Regarding external factors, Kant vehemently disagrees with Aristotle. External goods, for instance, are far too contingent and arbitrary to be considered as part of the moral equation. Since duty is involved and duty requires ought/can, it must be the case that everyone is able to achieve conformity to the moral laws. Once we understand Kant’s insistence on duty, we realize that his rejection of external goods is not for trifling reasons or aesthetic considerations. In order for duty to be absolute, it must be achievable by all rational beings. We cannot exclude women or slaves from the equation simply because they cannot achieve Aristotle’s eudemonia. Yet, there are a few points of agreement between the two. Kant thinks that nature is teleological, that it is purposive. He echoes the claim that ‘nature does nothing in vain’, although of course he cannot include flourishing in his account of morality, since it’s based on arbitrary external factors. Anyone must be able to enter the Kingdom of Ends, the place where everybody treats each other as ends in themselves, rather than merely as means to some other end.

This Kingdom, Kant acknowledges, is just an ideal. He knows that such a union will never exist, because the requirements of morality are too strict and difficult to achieve. Being part of the universal Kingdom of Ends, each rational member is a legislator. By reason alone, he can create new duties, provided they pass the test of the Categorical Imperative. The CI is a five-part test, with each part essentially saying the same things, albeit in slightly different ways. If the action in question passes the test, then it becomes a moral duty not just for this one rational being, but for all, regardless of their wealth, status, lineage, physical appearance, or geographical location.

This abstract reasoning is essential to Kant’s take on morality. He arrives on the scene with the goal of answering Hume’s skeptical conclusions, which ‘woke him from his dogmatic slumber’. Hume, as radical empiricist, divided knowledge into two categories: relations of ideas and the facts of experience. Relations of ideas are merely tautological concepts. The second term in the statement can be deduced from the first, and so nothing profound is being said. The statement is necessarily true, but trivially so. The facts of experience are uncertain and contingent apprehensions of the world through sense experience. There is no room here for the absolute, especially when inductive reasoning is being used.

This account clearly does not leave much room for morality, since Hume was eager to cast anything to the fire that did not fit in either of these categories as sophistry and illusion. As it was clear to Hume that any objective morality had no place, it must be emotive in nature, with no real duties to be spoken of.

Kant responds to this by creating a similar division, which he calls analytic and synthetic, both relating almost exactly to relations of ideas and the facts of experience.
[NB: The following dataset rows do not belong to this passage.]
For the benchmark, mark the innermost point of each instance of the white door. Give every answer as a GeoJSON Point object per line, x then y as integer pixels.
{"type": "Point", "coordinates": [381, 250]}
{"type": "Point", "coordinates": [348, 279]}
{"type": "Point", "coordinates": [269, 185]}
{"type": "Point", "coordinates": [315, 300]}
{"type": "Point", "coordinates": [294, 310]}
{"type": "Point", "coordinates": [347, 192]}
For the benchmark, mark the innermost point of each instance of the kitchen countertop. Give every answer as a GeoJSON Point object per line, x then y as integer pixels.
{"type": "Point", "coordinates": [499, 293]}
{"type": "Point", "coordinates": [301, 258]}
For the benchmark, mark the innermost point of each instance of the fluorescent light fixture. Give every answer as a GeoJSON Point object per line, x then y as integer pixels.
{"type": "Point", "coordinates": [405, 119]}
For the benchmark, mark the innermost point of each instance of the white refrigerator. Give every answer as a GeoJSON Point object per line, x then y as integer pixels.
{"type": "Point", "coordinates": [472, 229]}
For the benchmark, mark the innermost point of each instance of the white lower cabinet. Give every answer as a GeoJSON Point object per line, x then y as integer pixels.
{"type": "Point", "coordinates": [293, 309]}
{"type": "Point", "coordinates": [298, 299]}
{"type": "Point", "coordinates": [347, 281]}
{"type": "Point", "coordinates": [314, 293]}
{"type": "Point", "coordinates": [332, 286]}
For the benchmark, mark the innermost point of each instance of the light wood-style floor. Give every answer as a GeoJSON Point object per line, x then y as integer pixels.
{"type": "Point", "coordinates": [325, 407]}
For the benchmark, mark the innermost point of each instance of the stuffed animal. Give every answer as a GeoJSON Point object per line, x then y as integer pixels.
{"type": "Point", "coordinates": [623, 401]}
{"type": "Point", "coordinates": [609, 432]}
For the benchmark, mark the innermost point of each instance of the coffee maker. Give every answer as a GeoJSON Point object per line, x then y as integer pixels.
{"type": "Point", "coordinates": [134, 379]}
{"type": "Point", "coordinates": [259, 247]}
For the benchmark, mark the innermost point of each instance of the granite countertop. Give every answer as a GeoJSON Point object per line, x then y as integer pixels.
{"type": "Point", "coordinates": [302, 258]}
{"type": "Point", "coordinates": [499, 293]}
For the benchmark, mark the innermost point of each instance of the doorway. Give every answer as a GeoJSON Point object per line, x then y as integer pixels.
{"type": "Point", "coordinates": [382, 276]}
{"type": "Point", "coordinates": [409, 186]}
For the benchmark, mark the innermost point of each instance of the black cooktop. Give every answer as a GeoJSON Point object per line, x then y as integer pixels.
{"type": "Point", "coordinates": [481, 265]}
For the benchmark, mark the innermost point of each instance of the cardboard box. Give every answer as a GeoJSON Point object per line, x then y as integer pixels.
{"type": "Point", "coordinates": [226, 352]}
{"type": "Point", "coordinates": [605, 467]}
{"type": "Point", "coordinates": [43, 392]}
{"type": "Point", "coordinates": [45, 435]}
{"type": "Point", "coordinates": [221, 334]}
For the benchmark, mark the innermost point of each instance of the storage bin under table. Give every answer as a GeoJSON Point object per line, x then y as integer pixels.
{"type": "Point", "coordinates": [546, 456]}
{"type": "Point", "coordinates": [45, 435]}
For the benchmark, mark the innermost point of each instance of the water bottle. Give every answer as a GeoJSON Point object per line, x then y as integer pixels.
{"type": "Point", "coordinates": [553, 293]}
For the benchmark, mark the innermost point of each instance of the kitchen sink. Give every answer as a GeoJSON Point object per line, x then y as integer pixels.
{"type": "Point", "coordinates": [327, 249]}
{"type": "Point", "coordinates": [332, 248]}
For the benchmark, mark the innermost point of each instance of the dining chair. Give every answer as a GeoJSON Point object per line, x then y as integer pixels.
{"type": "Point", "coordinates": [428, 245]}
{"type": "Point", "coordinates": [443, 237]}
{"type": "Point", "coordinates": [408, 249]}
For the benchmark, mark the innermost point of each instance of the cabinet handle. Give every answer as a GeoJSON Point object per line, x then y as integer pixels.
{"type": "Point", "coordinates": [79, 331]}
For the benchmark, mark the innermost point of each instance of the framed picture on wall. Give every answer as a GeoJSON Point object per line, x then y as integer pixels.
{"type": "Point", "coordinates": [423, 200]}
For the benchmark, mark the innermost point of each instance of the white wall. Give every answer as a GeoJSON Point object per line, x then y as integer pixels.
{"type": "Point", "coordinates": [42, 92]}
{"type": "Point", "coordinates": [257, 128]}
Working based on a mechanistic view of nature as provided by Newton, Kant recognized that mathematics—while conceived entirely by rationality—nevertheless held necessarily true in the empirical world. The same was the case for morality. He called this category: synthetic a priori, since ideas conceived purely in the mind actually held true (necessarily so) in the world of appearances. That is, no one would even begin to look for a counterexample to the Pythagorean theorem, even though it is purely abstract. This is also true about morality. It is something conceived of in the mind, yet it speaks to concrete actions. This is how Kant made room for the existence of morality that applied to all rational beings at all times.